If event=True is not given, widget.bindings[sequence] is connected to a new function that calls func with no arguments, ignoring the event object.

Class Bindings

Sometimes it’s useful to bind things so that all instances of a teek class get bound.

teek.Widget.class_bindings
teek.Widget.bind_class(sequence, func, *, event=False)

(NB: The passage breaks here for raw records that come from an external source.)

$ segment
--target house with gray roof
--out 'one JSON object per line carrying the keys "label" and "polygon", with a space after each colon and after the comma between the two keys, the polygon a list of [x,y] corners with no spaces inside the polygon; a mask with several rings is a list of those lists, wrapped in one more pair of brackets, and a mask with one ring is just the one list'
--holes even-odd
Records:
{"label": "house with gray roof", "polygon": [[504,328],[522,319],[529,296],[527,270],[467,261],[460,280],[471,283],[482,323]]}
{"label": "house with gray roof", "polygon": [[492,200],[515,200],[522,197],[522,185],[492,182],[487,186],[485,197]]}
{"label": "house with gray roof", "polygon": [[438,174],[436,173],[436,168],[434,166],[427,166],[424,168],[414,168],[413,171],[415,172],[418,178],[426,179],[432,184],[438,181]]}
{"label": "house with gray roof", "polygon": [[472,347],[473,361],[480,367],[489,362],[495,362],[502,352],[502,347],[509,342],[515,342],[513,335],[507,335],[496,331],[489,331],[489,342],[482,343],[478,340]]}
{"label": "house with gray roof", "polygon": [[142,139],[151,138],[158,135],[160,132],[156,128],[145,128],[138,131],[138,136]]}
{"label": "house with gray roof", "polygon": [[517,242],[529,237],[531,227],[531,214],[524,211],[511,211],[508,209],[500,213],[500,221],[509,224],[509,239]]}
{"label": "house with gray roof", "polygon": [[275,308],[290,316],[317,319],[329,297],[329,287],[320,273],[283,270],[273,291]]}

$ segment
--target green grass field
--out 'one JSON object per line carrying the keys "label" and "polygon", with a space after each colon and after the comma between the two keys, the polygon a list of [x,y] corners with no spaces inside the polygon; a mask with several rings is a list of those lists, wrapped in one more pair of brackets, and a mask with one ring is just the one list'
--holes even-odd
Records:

These are like bindings and bind(), but for binding all instances of a class. Call teek.Widget.bind_class() to bind all widgets in the whole program, or e.g. teek.Text.bind_class() to bind all text widgets. This works both for widgets that have been already created and for widgets that will be created after the bind_class() call.

Note

This does not work well for classes that inherit from teek’s widget classes. For example, if you have a class like this…

class MyText(teek.Text):
    pass

…then MyText.bind_class and MyText.class_bindings are no different from teek.Text.bind_class and teek.Text.class_bindings. This is because class_bindings and bind_class() use the tk_class_name attribute.

Virtual Events

Names of virtual events have << and >> instead of < and >. Here is an example:

>>> window = teek.Window()
>>> label = teek.Label(window)
>>> label.bind('<<Asd>>', print, event=True)   # will run print(the_event)
>>> label.event_generate('<<Asd>>')     # doctest: +ELLIPSIS
<Event: data='', serial=..., type=35>

You can also pass data to the virtual event:

>>> label.event_generate('<<Asd>>', data='toot')     # doctest: +ELLIPSIS
<Event: data='toot', serial=..., type=35>

If you want to actually use the data, don’t do just event.data; that doesn’t work right. Instead, use event.data(type_spec) where type_spec is a type specifacion. For example, event.data([str]) retrieves the data as a list of strings.

>>> def callback(event):
...     print("got data string list:", event.data([str]))
...
>>> label.bind('<<ThingyThing>>', callback, event=True)
>>> label.event_generate('<<ThingyThing>>', data=['a', 'b', 'c'])  # doctest: +ELLIPSIS
got data string list: ['a', 'b', 'c']
Widget.event_generate(event, **kwargs)[source]

Calls event generate documented in event(3tk).

As usual, options are given without dashes as keyword arguments, so Tcl code like event generate $widget <SomeEvent> -data $theData looks like widget.event_generate('<SomeEvent>', data=the_data) in teek.